Close, but no cigar. See, this unit ticks most right boxes, and that 10 GigE is really what this NAS is all about. Unfortunately, you'll achieve just over 5 Gbps of throughput, 675 MB/sec is the top read/write performance. Now certainly that's not slow at all, but it is half the throughput. Likely it is SoC related or lacking PCIe Lanes for the NICs.
Despite that fact; the TerraMaster F5-422 5-Bay 10GbE is a NAS that leaves us with overall positive feelings. You get quite a lot for the money. The software suite perhaps remains a little on the shy side. A bit of a miss is support for an NVMe SSD unit(s), at 10 GigE we really would like something faster inside the NAS other than slow HDDs and SATA3 SSDs. Times are shifting, and NVMe is the future (and is getting cheaper as well). The F5-422 offers SSD caching, albeit at the expense of a drive bay, which will reduce storage capacity.

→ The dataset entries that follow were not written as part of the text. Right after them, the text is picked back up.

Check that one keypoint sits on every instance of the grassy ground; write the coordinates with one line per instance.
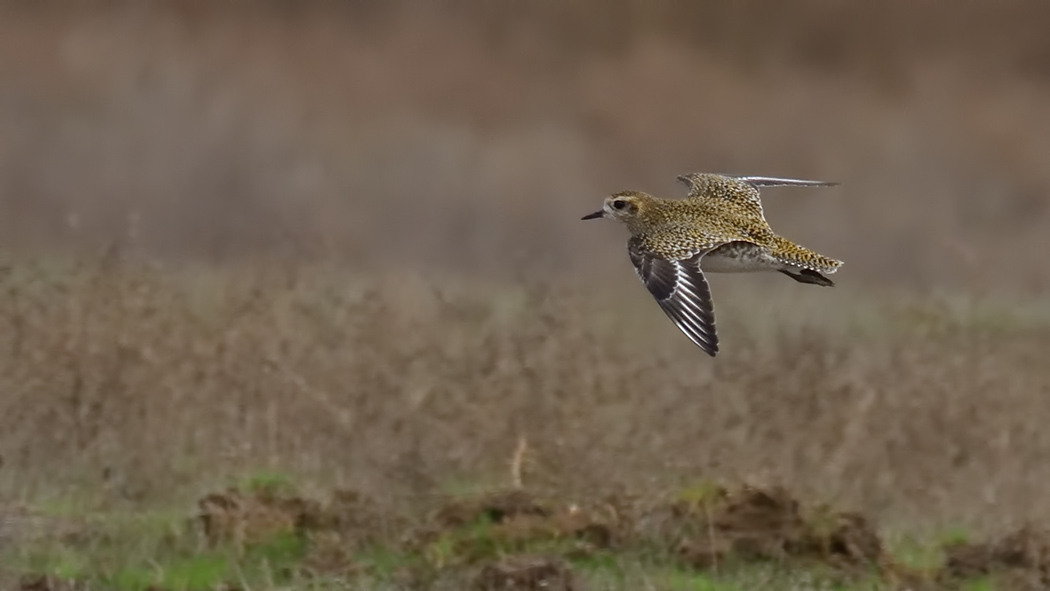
(403, 433)
(402, 319)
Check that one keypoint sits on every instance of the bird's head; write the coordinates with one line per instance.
(625, 206)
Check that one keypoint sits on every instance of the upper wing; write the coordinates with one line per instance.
(741, 190)
(681, 292)
(775, 182)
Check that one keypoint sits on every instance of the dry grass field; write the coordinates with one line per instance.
(296, 296)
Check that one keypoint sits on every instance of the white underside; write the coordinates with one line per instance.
(716, 264)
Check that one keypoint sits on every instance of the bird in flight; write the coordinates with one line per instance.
(719, 228)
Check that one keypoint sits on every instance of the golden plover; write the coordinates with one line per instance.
(719, 228)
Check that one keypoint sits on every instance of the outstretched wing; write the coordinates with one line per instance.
(681, 291)
(740, 190)
(776, 182)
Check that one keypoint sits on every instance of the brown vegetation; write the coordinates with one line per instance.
(345, 248)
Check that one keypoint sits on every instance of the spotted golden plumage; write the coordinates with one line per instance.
(719, 228)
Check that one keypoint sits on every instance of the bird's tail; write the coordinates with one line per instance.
(800, 256)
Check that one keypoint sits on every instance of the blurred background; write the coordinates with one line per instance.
(289, 173)
(462, 133)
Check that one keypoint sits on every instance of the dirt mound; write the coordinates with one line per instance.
(526, 573)
(497, 507)
(765, 524)
(335, 529)
(1023, 557)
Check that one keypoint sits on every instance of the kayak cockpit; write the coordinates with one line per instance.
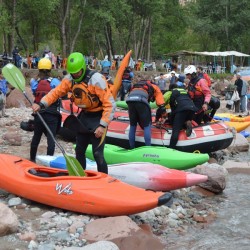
(45, 173)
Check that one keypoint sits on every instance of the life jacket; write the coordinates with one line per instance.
(43, 89)
(181, 101)
(207, 78)
(145, 85)
(194, 91)
(126, 76)
(81, 95)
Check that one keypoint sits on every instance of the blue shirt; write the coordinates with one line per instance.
(3, 86)
(34, 84)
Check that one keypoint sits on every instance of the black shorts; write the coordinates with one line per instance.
(139, 112)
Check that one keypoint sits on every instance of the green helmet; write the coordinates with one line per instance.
(75, 63)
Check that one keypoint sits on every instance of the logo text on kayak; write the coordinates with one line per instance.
(64, 190)
(150, 155)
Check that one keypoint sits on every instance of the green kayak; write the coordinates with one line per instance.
(155, 154)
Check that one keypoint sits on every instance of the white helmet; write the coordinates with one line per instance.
(190, 69)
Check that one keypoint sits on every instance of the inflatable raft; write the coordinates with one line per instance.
(204, 138)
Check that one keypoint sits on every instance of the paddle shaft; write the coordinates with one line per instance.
(46, 126)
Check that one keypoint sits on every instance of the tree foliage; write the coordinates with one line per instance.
(100, 27)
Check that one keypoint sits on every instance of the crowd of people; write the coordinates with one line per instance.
(188, 95)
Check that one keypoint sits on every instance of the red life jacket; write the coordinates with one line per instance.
(43, 89)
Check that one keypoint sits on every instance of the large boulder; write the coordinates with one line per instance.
(240, 143)
(16, 99)
(217, 177)
(121, 230)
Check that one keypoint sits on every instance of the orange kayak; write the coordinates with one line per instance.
(96, 194)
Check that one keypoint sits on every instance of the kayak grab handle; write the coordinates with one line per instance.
(165, 198)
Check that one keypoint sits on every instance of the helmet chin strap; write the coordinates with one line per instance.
(79, 79)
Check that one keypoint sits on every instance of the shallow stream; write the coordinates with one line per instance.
(230, 230)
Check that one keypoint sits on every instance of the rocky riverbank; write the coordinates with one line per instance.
(32, 225)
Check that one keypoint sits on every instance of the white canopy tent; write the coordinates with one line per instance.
(215, 54)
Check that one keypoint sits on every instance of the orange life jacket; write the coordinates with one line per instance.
(81, 95)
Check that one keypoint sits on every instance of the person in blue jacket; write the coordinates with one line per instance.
(3, 93)
(51, 115)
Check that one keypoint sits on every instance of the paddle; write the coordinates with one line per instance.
(15, 77)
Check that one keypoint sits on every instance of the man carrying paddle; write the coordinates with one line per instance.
(91, 93)
(51, 115)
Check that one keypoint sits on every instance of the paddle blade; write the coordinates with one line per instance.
(14, 76)
(103, 136)
(74, 167)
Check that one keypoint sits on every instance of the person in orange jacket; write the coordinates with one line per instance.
(90, 92)
(199, 92)
(142, 92)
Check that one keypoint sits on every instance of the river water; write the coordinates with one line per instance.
(231, 229)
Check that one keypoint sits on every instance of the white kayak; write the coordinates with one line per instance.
(140, 174)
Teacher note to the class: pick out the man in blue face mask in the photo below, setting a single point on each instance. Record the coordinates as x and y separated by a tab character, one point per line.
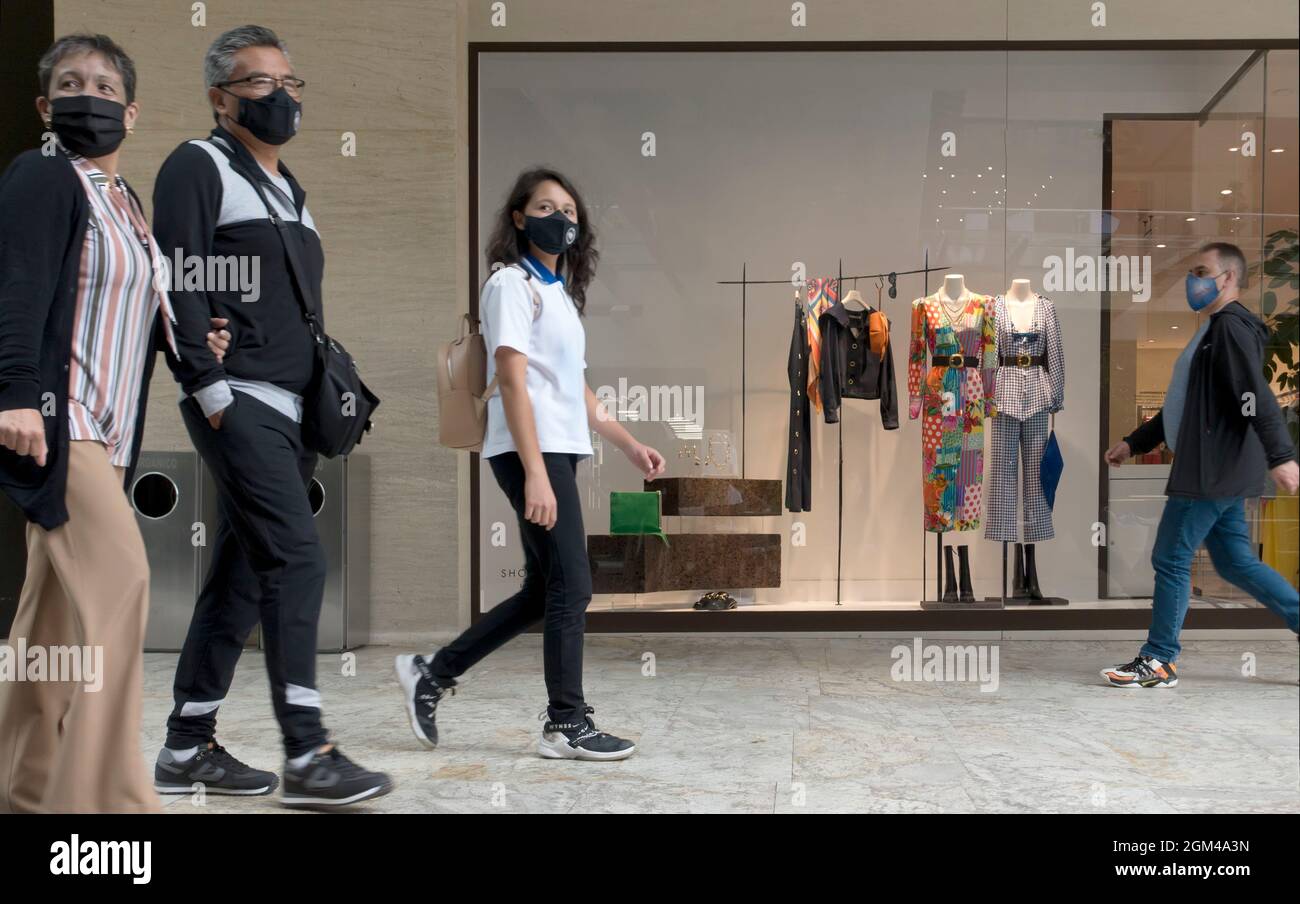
1226	429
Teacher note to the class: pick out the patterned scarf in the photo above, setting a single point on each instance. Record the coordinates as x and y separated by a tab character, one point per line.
822	294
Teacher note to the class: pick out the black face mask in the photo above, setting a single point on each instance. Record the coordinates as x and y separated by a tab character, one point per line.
272	119
87	125
553	234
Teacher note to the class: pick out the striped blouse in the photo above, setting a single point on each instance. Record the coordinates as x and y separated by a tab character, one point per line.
122	284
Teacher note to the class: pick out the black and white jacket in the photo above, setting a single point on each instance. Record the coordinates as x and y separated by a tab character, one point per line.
203	207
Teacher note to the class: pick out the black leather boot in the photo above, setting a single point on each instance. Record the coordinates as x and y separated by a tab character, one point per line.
1031	574
1018	574
949	576
967	595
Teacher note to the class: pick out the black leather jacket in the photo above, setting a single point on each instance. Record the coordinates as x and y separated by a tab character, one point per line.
849	368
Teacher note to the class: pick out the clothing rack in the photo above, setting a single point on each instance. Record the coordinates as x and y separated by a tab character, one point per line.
744	282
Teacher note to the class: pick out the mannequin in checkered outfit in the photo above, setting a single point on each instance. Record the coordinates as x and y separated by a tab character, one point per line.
1030	389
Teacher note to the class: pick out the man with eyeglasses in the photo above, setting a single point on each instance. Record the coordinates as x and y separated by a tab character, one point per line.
1225	428
233	219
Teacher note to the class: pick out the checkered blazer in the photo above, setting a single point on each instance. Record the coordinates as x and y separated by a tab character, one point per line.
1022	392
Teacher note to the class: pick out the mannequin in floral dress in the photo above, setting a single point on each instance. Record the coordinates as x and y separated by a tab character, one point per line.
953	394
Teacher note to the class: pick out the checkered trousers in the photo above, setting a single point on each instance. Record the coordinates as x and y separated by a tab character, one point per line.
1018	445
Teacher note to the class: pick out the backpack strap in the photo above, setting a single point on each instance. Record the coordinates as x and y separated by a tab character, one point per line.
537	312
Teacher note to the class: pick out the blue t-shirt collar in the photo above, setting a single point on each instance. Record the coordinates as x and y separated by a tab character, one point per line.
541	271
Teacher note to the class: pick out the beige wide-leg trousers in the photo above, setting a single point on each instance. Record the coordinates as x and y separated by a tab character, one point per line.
64	747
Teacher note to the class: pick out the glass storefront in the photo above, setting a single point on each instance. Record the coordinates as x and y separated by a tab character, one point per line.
724	186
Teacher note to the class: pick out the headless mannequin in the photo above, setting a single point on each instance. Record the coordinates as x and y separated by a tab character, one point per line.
953	295
1021	302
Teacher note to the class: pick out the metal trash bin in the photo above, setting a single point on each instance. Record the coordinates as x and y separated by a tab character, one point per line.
341	500
165	497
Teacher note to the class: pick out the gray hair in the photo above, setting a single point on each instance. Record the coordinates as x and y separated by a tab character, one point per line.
86	43
219	64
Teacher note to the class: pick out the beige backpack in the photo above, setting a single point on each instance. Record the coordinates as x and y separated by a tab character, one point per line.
462	376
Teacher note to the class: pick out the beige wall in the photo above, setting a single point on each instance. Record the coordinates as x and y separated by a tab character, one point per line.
394	217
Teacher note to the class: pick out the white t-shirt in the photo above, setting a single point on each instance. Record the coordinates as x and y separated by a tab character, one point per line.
555	345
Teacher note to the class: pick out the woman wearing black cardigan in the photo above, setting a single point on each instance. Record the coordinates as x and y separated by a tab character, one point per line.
82	310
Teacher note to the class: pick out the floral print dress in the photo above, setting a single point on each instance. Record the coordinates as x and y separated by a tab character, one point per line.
953	403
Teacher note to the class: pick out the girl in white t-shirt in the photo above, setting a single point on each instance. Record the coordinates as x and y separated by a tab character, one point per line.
538	427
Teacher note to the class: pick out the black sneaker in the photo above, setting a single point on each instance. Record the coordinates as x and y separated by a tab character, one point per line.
421	692
580	740
332	779
215	769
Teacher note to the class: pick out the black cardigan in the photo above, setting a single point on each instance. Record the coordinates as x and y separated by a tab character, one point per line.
1223	450
43	216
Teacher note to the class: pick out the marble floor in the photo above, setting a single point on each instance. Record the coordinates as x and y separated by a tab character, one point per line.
806	725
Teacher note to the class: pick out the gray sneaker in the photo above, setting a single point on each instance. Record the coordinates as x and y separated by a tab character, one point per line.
215	769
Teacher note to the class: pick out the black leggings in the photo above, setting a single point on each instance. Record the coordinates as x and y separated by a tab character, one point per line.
557	588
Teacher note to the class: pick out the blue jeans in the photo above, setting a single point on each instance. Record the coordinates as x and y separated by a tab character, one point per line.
1221	526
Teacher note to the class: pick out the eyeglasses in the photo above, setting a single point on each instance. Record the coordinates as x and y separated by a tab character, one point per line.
260	86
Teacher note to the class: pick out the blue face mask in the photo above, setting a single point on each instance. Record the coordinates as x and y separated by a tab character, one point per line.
1201	290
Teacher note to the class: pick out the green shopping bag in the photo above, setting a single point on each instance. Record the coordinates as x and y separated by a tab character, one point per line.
636	513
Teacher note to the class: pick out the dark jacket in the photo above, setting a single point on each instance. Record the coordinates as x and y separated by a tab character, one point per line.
798	449
1223	449
269	340
849	368
43	216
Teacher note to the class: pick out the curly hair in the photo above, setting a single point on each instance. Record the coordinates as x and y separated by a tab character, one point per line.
507	243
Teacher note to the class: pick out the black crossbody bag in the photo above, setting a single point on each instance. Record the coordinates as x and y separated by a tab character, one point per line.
338	405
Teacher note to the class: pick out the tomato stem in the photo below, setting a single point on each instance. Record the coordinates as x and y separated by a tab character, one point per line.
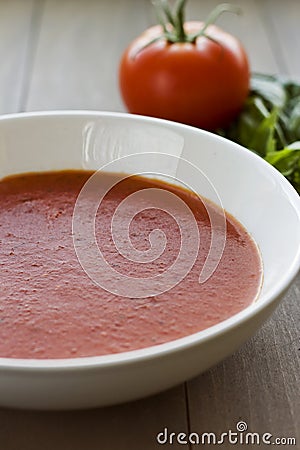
213	16
172	21
179	20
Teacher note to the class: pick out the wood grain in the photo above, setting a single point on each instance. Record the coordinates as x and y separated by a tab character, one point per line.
282	20
15	41
76	65
131	426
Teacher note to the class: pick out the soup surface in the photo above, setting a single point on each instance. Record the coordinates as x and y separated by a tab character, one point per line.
50	308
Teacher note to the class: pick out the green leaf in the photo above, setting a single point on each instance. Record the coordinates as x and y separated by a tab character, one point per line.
263	140
286	160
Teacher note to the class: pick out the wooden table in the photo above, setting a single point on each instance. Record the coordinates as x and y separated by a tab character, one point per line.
63	54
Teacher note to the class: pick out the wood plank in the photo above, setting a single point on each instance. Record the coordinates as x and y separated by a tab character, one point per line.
248	27
15	34
78	53
282	24
260	384
131	426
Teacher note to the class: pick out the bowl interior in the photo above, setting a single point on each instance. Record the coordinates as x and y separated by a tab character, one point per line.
247	187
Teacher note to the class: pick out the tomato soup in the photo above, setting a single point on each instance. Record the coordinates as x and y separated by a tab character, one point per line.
51	308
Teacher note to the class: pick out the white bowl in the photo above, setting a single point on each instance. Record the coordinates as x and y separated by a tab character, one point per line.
250	189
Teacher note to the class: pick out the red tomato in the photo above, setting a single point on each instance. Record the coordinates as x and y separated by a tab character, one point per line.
204	83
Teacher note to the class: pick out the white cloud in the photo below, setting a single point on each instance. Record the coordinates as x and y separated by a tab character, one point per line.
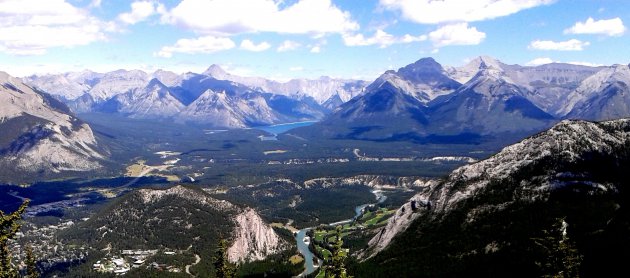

When we wrote this evaluation, the TerraMaster F5-422 was available for $569, which was roughly $100 less expensive than the other solutions we studied. In terms of the cost of entry into the 5-Bay 10GbE market, TerraMaster is offering extremely competitive pricing. Its capabilities are sufficient to suit a wide range of requirements. We like the fact that we can add another 4 GB of RAM (up to 8GB). Overall the performance was good, my choice in SATA3 SSDs was a bit poor, and that showed in the write results, however, the throughput on reads are close to 675 MB/sec. All things considered, the TerraMaster F5-422 NAS offers good value for the money. If you are seeking to purchase your first NAS, but want to make sure that you receive the most features for the least amount of money, you would be hard-pressed to find a better option than the TerraMaster F5-422 at this time. Having said that, there is no disputing that some cost-cutting measures have been implemented, as seen by the HDMI status-only connector, the lack of a USB Copy Button on the device, and soldered RAM. Next to that, you need to forfeit a slot for SSD caching and the unit lacks NVMe support. All trivial at best though. With hardware at this price point that still offers 10GigE the TerraMaster F5-422 serves as an excellent midpoint for users looking to take their first steps into the world of network-attached storage while also maintaining higher speeds going forward. In addition to supporting hardware encryption for stored files and 4K video transcoding for media files, the CPU also has other features that are beneficial to both professionals and home users. RAID remains a great feature, especially when combined with an extra hot-spare spare drive that can be configured with a 5-bay NAS. With its snapshot technology, the Btrfs file system comes in handy in situations you need quickly recovering, as well. Another thing to note is that TerraMaster is constantly improving the operating system, as evidenced by the recent release of yet another significant update. While the NAS cannot fill that 10 GigE throughput it still is among the fastest units we have tested to date priced very reasonably. Recommended for sure.